Justin Fox
TT

Remember the Last Global Pandemic?

After tests found H1N1 in two soldiers during a flu outbreak at the Fort Dix army base in New Jersey in 1976, the US government jumped into action, with President Gerald Ford announcing a plan to vaccinate “every man, woman, and child in the United States.” That turned into something of a debacle, though, as the virus didn’t seem to spread beyond Fort Dix and the hastily assembled vaccine killed about 30 people.

In 2009, the reaction was more muted. In its public-health-emergency declaration in April, the WHO noted that the illnesses caused by the new H1N1 tended to be quite mild, with only one brief hospitalization and no deaths from the 20 confirmed US cases. It also advised against any travel restrictions or border controls.

As of May 5, 980 schools with 607,778 students had been closed in an effort to slow the epidemic. By late June, the CDC was estimating that 1 million Americans had contracted the disease. Meanwhile, on June 11, WHO Director-General Margaret Chan had declared that with the virus spreading in 74 countries “the world is now at the start of the 2009 influenza pandemic.” She also said that a vaccine was on the way, and that measures had been taken “to ensure the largest possible supply of pandemic vaccine in the months to come.”

By the time the vaccines became widely available in November, though, H1N1 was already on the decline. By January, many countries were canceling their vaccine orders, and a German physician and former Social Democratic politician was leading a campaign lambasting the WHO for declaring a “fake” pandemic to gin up business for pharmaceutical manufacturers.

That doesn’t seem fair, given that H1N1 did infect as much as 24% of the world’s population. The overall fatality rate was quite low, at about 0.02% of estimated cases — five time lower than the 0.1% average fatality rate for the seasonal flu — but that’s mainly because H1N1 had little effect on the demographic usually hit hardest by influenza: those 65 and older. For younger people, H1N1 was more dangerous than the seasonal flu, and in countries in South Asia and Africa with youthful populations the H1N1 pandemic really was a big deal, with the CDC later estimating a global death toll ranging from 151,700 to 575,400.

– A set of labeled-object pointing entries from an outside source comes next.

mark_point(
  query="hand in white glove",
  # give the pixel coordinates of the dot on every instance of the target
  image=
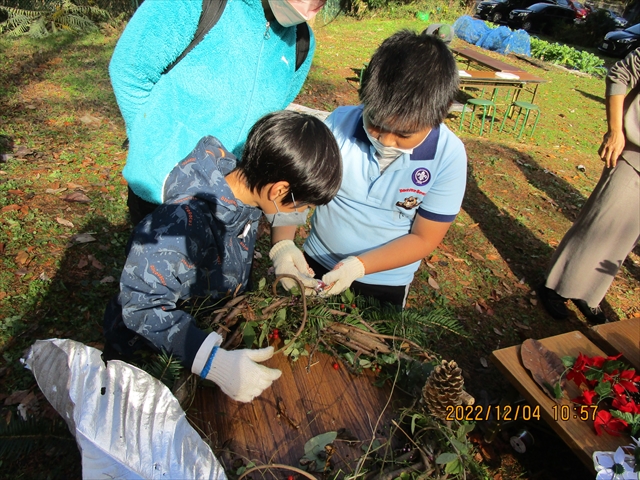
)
(287, 258)
(235, 372)
(342, 276)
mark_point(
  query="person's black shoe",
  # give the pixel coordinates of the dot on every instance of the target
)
(553, 303)
(593, 315)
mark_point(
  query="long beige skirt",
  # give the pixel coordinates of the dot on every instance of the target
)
(606, 230)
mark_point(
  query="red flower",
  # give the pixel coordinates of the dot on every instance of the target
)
(625, 405)
(577, 377)
(610, 424)
(581, 362)
(586, 398)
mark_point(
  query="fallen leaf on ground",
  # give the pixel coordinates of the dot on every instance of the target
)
(82, 238)
(55, 191)
(77, 196)
(64, 222)
(10, 208)
(22, 258)
(475, 255)
(545, 366)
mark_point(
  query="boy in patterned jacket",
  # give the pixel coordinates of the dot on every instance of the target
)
(404, 175)
(200, 243)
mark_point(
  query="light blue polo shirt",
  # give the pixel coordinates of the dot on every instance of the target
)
(371, 209)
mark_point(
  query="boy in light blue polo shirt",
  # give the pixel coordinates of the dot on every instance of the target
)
(404, 176)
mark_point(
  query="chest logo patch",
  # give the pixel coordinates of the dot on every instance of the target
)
(421, 176)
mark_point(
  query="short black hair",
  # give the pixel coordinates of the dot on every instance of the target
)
(410, 82)
(297, 148)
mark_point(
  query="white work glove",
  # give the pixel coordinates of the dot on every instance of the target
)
(342, 276)
(288, 258)
(235, 372)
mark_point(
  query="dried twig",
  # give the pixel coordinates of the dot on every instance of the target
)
(277, 466)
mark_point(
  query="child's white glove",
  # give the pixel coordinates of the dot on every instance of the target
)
(235, 372)
(342, 276)
(288, 258)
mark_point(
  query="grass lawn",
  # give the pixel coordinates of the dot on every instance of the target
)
(60, 122)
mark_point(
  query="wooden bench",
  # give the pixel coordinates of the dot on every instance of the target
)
(472, 55)
(579, 435)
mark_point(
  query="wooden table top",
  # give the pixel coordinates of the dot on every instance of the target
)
(485, 60)
(577, 434)
(624, 337)
(320, 400)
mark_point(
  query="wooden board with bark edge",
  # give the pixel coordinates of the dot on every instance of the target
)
(624, 337)
(323, 400)
(577, 434)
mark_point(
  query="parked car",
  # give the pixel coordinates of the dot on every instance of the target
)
(497, 11)
(619, 43)
(581, 11)
(541, 16)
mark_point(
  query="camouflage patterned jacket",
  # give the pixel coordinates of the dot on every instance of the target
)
(199, 243)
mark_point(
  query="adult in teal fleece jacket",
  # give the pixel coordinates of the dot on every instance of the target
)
(242, 69)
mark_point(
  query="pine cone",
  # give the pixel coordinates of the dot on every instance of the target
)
(445, 388)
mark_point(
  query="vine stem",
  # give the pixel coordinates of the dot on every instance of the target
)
(278, 466)
(304, 306)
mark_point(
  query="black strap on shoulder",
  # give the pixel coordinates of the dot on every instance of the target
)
(211, 13)
(303, 41)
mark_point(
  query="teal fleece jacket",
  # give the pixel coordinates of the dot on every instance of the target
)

Still, that’s lower than the range that the CDC and WHO now put on the annual death toll from seasonal flu: 290,000 to 650,000. In the US, an estimated 60.8 million people contracted the new H1N1 virus from April 2009 through April 2010, 274,304 were hospitalized and 12,469 died. Because the CDC changed the statistical model it uses to make such estimates in 2010 that last number can’t really be compared to recent estimates of seasonal flu fatalities, which ranged from 12,000 in 2011-2012 to 61,000 in 2017-2018. But earlier estimates of overall flu-related deaths in 2008-2009 and 2009-2010 indicate that both flu seasons were less deadly than average.

Why was H1N1 allowed to spread around the world more or less unchecked, while countries are going to far greater lengths to try to halt Covid-19?

Covid-19 is near the beginning of its spread in the US, and thus cannot be compared with H1N1’s effect over a full year. If the US death toll from Covid-19 is only 12,469 a year from now, that will likely be counted as a great success. The legitimate worry is that it could be many, many times higher, because Covid-19 is so much deadlier for those who get it than the 2009 H1N1 influenza was.